I initially plan to serve it with French fries, however, we run out of potatoes. Instead, I found this can of button mushrooms and decided to make mushroom pops. Well, I just call it mushroom pops since it looks like a popcorn. Honestly, it’s just breaded mushrooms. If you love mushrooms, you will fall in love with this.
Ingredients |
|
Sausage Burger Patties |
|
750 grams | Lean Pork Meat |
250 grams | Beef Fat |
20 grams | Salt |
10 grams | Black Pepper |
1.5 grams | Cayenne Pepper |
11 grams | Paprika |
1.5 grams | Chili Flakes |
1 gram | Nutmeg |
0.5 gram | Cloves |
2 grams | Dried Oregano Powder |
2 grams | Dried Thyme |
2 grams | Dried Marjoram |
2 grams | Dried Basil |
100 grams | Beer (San Miguel Cerveza Negra) |
10 grams | Sugar |
Caramelized Onion |
|
1 Bulb | Red Onion, cut into rings |
3 Tablespoons | Olive Oil |
Cheese Sauce |
|
250mL | All Purpose Cream |
100 grams | Sharp Cheddar Cheese, Grated |
Salt to Taste | |
Mushroom Pops |
|
400 gram can | Jolly’s Whole Mushroom, halves |
1 cup | Cornstarch |
1 teaspoon | Salt |
1 teaspoon | Paprika |
¼ teaspoon | Black Pepper |
1 teaspoon | Dried Thyme |
1 piece | Beaten Egg |
2 Tablespoons | Water |
¼ teaspoon | Salt |
2 cups | Panko |
1 teaspoon | Paprika |
1 teaspoon | Salt |
Oil for deep frying |
Procedure
Combine all the ingredients of the sausage burger patties. Mix it well using your hands. Let your hands do the dirty delicious mixing. I suggest to left it overnight in the fridge so that the meat will absorb the flavors of the herbs and spices. You can also try to fry a small patty and see how it taste. Adjust the salt accordingly.

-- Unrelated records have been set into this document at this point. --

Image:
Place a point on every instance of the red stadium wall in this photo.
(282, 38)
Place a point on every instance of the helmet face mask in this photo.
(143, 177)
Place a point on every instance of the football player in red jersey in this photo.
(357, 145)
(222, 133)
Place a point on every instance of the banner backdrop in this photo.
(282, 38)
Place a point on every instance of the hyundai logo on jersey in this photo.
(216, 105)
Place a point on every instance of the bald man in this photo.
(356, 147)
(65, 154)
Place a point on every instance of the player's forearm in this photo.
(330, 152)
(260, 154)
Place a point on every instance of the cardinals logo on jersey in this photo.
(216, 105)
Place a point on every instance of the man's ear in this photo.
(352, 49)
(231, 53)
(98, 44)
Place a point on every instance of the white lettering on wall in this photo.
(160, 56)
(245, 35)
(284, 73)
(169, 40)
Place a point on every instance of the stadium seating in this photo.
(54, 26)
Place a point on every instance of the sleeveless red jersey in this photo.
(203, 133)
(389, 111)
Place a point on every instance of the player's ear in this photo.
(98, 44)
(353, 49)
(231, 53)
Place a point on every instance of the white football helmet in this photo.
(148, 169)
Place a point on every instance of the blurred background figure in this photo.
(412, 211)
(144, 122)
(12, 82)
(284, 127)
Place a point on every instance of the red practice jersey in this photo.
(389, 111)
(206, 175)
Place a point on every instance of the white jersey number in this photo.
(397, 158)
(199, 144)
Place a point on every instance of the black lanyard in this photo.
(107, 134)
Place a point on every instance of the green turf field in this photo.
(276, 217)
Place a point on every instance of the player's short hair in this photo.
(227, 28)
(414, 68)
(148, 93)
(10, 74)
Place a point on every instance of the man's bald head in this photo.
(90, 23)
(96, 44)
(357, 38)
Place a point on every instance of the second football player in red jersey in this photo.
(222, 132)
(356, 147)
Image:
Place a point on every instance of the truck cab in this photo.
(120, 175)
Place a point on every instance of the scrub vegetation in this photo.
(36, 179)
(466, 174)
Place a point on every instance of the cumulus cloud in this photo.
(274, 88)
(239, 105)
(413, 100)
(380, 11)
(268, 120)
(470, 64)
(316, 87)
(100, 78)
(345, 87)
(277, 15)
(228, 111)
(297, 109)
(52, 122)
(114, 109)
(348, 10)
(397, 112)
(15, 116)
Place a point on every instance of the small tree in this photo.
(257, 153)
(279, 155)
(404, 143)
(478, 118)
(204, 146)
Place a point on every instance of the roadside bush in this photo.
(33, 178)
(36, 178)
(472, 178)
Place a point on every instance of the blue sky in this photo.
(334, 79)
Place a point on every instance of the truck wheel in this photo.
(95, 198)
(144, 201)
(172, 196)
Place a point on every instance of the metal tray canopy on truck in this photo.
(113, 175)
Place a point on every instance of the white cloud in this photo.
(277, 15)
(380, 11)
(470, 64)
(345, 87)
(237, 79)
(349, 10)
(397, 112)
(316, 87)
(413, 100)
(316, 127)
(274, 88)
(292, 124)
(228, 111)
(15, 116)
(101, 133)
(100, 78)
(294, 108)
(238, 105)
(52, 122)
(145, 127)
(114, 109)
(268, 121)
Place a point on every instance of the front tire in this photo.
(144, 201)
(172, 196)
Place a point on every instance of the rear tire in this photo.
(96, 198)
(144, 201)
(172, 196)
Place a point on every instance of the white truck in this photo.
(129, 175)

To cook the sausage burger patties, get a handful of the meat and turn it into a ball. Then, gently press it until you form a round patty. Take note that the thickness of the patties will depend on your preference, though, I was able to form a 3-inch wide by half-inch thick sausage burger patties. Oh, it will also depends on the size of your bread.
Place it on a non-stick pan and add quarter cup of water. Let it simmer until the fat ooze out of the patties. Then, cook it like a regular burger patty. Set it aside and let it rest for 5 minutes.
For the caramelized onion, stir fry the onion into the olive oil over very low heat. Just continue mixing it until the onion turned translucent. This will add a nice sweet flavor into your burger.
For the Cheese sauce, simply heat the all purpose cream in a non-stick pan over low heat. Then add the grated cheese when the sides of the cream starts to bubble. Continuously stirring the cream until the cheese melts and it’s ready.
For the mushroom pops, combine cornstarch, salt paprika, black pepper and dried thymes. Then, drenched the mushroom into the cornstarch mixture. Be sure that everything is covered with the cornstarch mixture.
Mix the egg and water. Add the cornstarch-covered mushrooms and stir well. Premix panko, paprika and salt. Lastly, add the mushrooms into the panko mixture and deep fry until golden brown.
Oh, yes! I forgot one of the important ingredient, the bread. Slice your bread into two and baked according to your desired doneness. Place some mayo (if you want), then, the sausage burger patty. Top it with the cheese sauce and caramelized onion.
Serve it with the mushroom pops. Just a tip, you can drizzle the mushroom pops with the cheese sauce and taste it for yourself.